PART III SUPPLEMENTARY
10.—(1) In this Act unless the context otherwise requires the following expressions have the meanings hereby respectively assigned to them, that is to say:—
"Junior Lords of the Treasury" means the Lords Commissioners of the Treasury other than the First Lord and the Chancellor of the Exchequer;
"Leader of the Opposition" means that member of the House of Commons who is for the time being the Leader in that House of the party in opposition to His Majesty’s Government having the greatest numerical strength in that House;
"Parliamentary Under-Secretary" means the Parliamentary Secretary and the Financial Secretary to the Treasury, any Parliamentary Under-Secretary of State, the Parliamentary and Financial Secretary to the Admiralty, the Financial Secretary of the War Office, the Civil Lord of the Admiralty, the Parliamentary Secretaries to the Departments of State specified in the Second Schedule to this Act, and the Assistant Postmaster-General; but does not include any Parliamentary Secretary to whom no salary is payable.
(2) For the purposes of this Act, the Secretary of the Department of Overseas Trade shall be deemed to be a Parliamentary Secretary to the Board of Trade, but without prejudice to the provisions of the Overseas Trade Department (Secretary) Act, 1918, relating to the method of his appointment and the functions to be discharged by him.
(3) If any doubt arises as to which is or was at any material time the party in opposition to His Majesty’s Government having the greatest numerical strength in the House of Commons, or as to who is or was at any material time the leader in that House of such a party, the question shall be decided for the purposes of this Act by the Speaker of the House of Commons, and his decision, certified in writing under his hand, shall be final and conclusive.
11.—(1) The enactments specified in the first column of the Third Schedule to this Act shall have effect subject to the amendments specified in the second column of that Schedule.
(2) The enactments specified in the first column of the Fourth Schedule to this Act are hereby repealed to the extent specified in the third column of that Schedule.

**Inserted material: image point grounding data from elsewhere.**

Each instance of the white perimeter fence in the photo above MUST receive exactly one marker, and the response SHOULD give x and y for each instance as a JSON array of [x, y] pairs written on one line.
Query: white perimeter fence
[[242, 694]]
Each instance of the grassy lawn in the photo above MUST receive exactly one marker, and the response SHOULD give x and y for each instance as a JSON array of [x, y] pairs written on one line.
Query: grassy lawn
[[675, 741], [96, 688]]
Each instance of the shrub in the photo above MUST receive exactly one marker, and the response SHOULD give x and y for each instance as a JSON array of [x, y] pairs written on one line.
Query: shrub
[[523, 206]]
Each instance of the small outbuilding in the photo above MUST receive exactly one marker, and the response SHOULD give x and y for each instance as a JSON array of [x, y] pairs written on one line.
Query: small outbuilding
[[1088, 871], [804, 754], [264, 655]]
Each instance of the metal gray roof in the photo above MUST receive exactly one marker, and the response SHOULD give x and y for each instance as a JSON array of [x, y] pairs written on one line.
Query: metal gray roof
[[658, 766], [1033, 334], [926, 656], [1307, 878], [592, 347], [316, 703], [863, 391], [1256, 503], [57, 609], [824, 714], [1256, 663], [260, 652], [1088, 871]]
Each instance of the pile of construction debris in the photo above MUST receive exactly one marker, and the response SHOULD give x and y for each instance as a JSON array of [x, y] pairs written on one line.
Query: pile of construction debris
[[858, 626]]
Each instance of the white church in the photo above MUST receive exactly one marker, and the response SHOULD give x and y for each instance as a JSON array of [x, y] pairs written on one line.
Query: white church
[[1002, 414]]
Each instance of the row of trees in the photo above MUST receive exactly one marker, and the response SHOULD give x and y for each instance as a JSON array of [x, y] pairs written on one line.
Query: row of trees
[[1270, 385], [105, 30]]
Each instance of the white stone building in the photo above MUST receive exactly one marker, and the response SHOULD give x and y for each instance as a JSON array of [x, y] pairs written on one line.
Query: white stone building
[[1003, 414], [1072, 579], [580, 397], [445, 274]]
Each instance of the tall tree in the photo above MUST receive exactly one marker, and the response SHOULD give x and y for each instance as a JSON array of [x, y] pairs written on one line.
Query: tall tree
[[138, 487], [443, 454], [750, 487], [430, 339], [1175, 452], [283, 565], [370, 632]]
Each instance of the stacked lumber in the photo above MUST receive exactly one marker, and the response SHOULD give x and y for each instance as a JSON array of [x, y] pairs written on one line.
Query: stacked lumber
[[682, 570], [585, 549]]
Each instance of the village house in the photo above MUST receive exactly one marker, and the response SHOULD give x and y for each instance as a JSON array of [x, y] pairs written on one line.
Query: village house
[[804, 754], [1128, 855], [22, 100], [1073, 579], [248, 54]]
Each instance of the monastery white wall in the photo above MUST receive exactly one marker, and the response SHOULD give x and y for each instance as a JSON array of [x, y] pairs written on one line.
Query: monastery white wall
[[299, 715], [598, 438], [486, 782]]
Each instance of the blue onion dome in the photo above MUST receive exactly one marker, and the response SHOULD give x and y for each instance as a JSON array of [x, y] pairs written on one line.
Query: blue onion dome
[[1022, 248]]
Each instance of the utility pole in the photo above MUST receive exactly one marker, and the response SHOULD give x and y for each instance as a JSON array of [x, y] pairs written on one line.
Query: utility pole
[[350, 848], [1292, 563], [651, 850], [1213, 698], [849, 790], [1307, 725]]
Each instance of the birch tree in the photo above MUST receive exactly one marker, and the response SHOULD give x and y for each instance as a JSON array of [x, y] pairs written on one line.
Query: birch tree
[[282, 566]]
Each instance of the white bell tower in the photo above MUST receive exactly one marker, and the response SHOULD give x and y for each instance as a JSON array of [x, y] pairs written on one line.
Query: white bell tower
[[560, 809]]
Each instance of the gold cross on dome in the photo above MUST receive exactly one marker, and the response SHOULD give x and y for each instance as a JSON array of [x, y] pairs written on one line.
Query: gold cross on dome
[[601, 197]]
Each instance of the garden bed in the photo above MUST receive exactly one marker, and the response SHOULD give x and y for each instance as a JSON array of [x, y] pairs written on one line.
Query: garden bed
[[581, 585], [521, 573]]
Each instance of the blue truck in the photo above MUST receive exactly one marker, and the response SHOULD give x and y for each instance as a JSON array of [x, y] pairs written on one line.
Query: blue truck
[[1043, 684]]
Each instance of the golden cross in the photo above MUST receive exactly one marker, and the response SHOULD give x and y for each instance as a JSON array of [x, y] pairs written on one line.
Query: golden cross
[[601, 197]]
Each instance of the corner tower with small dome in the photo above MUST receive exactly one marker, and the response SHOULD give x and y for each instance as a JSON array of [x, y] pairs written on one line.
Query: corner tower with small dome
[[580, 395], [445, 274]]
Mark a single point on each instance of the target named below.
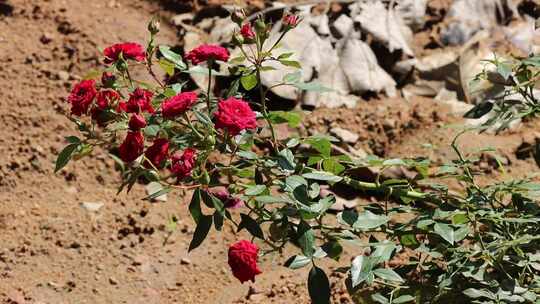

12. This Act may be cited as the Ministers of the Crown Act, 1937.
SCHEDULES
FIRST SCHEDULE
MINISTERS OF THE CROWN TO WHOM SALARIES ARE PAYABLE UNDER THIS ACT
PART I
Chancellor of the Exchequer.Secretaries of State.First Lord of the Admiralty.President of the Board of Trade.Minister of Agriculture and Fisheries.President of the Board of Education.Minister of Health.Minister of Labour.Minister of Transport.Minister for the Co-ordination of Defence.
PART II
Lord President of the Council.Lord Privy Seal.Postmaster-General.First Commissioner of Works.
PART III
Minister of Pensions.
SECOND SCHEDULE
DEPARTMENTS OF STATE REFERRED TO IN PARAGRAPH (C) OF SUBSECTION (2) OF SECTION I OF THIS ACT
Admiralty, Air Ministry, Board of Education, Board of Trade, Burma Office, Colonial Office, Dominions Office, Foreign Office, Home Office, India Office, Ministry of Agriculture and Fisheries, Ministry of Health, Ministry of Labour, Ministry of Transport, Scottish Office, War Office.